Labios, Rostro
REFORMA, VOLUMEN Y RELLENO: LO QUE EL ÁCIDO HIALURÓNICO PUEDE HACER POR LOS LABIOS.
El envejecimiento prematuro y la pérdida de tono dependen principalmente de la menor vitalidad de los fibroblastos de la piel. Las inyecciones biorevitalizantes a base de ácido hialurónico pueden ser útiles para estimular su actividad.
La pérdida de tono facial no es solo un efecto inevitable del envejecimiento; otros factores contribuyen significativamente a la calidad de nuestra piel: la exposición solar, una mala alimentación, el tabaquismo y la llegada de la menopausia, por nombrar solo algunos.
El soporte mecánico que proporciona la dermis se debe principalmente al correcto funcionamiento de sus fibras de colágeno y elásticas. Un conjunto de fibras jóvenes está formado por proteínas correctamente plegadas, con una composición adecuada de aminoácidos y una organización estructural regular capaz de impartir tensión y elasticidad a la dermis. Por el contrario, un conjunto de fibras envejecidas presenta anomalías tanto en su composición de aminoácidos como en su estructura, con desorganización de las fibras y la presencia de enlaces rígidos entre las fibrillas que alteran su resistencia mecánica (haciéndolas más rígidas y propensas a la rotura) y elasticidad.
Los fibroblastos envejecidos requieren nuevos estímulos.
El colágeno y las fibras elásticas, así como otros componentes presentes en el compartimento intercelular, son sintetizados por los fibroblastos, también conocidos como células dérmicas. El proceso de envejecimiento y la pérdida de tono de la piel están estrechamente relacionados con la reducción de la vitalidad de estas células: su síntesis de proteínas y sustancias como el ácido hialurónico se reduce significativamente. Asimismo, su capacidad para descomponer las fibras envejecidas también se ve afectada. Por lo tanto, el tratamiento para la pérdida de tono facial no puede prescindir de la estimulación proliferativa y metabólica de los fibroblastos.
Biorrevitalización con ácido hialurónico.
Afortunadamente, descubrimientos recientes revelan que las células senescentes pueden estimularse de forma específica gracias a la presencia de receptores que se unen a pequeños fragmentos de ácido hialurónico natural (es decir, no modificado químicamente). Una vez complejos, estos receptores desencadenan la renovación celular y la síntesis de nuevos componentes estructurales. Este es el principio fundamental de las técnicas de biorrevitalización basadas en ácido hialurónico de bajo peso molecular.
Ácido hialurónico: ¿cuál es el peso molecular más adecuado?
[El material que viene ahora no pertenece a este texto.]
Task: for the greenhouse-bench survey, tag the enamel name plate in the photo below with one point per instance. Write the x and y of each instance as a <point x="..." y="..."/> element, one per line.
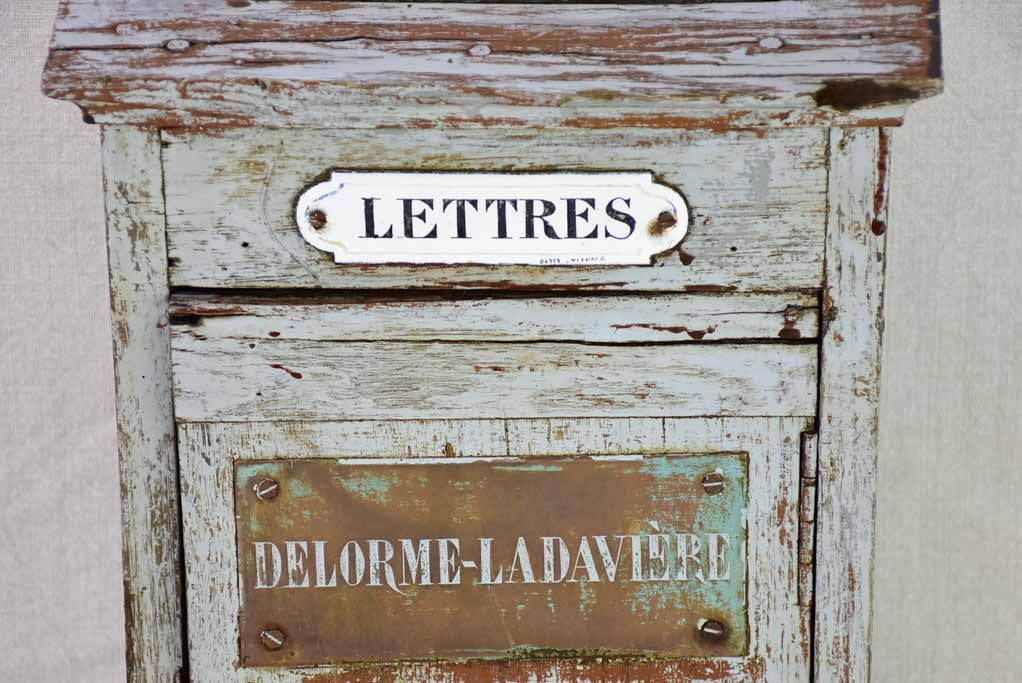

Además del ácido hialurónico de bajo peso molecular, el ácido hialurónico de peso molecular medio o alto puede ejercer efectos similares, siempre que tampoco se modifiquen químicamente (es decir, sin la adición de moléculas sintéticas). De hecho, el compartimento intercelular también contiene enzimas conocidas como hialuronidasas, capaces de fragmentar grandes fragmentos de ácido hialurónico en unidades más pequeñas, capaces de estimular los receptores de autorrenovación de los fibroblastos.
Además, el ácido hialurónico de alto peso molecular ejerce un importante efecto antioxidante al neutralizar rápidamente los radicales libres responsables del envejecimiento. Por último, las formas «híbridas» de ácido hialurónico, que contienen complejos de ácido hialurónico de alto, medio y bajo peso molecular, tienen la ventaja añadida de crear una especie de andamiaje en la dermis, capaz de reproducir estructuralmente todas las funciones sintéticas y de disposición espacial de los componentes de la dermis.
Estas formas «híbridas», obtenidas mediante un tratamiento exclusivamente físico con ácido hialurónico biosintético, tienen actualmente una gran demanda de sesiones de inyección por parte de pacientes de todo el mundo, precisamente por su capacidad, tanto valorada por pacientes como por médicos, para tonificar y rejuvenecer la piel.
Ácido hialurónico, en repetidas ocasiones.
Los tratamientos de inyección de ácido hialurónico se realizan en ciclos, comenzando generalmente con dos sesiones de inyección con un mes de diferencia y sesiones posteriores cada dos o tres meses. Obviamente, unos hábitos de vida adecuados, el uso de suplementos alimenticios específicos y una rutina cosmética óptima pueden contribuir significativamente al proceso de rejuvenecimiento que desencadena la inyección de ácido hialurónico.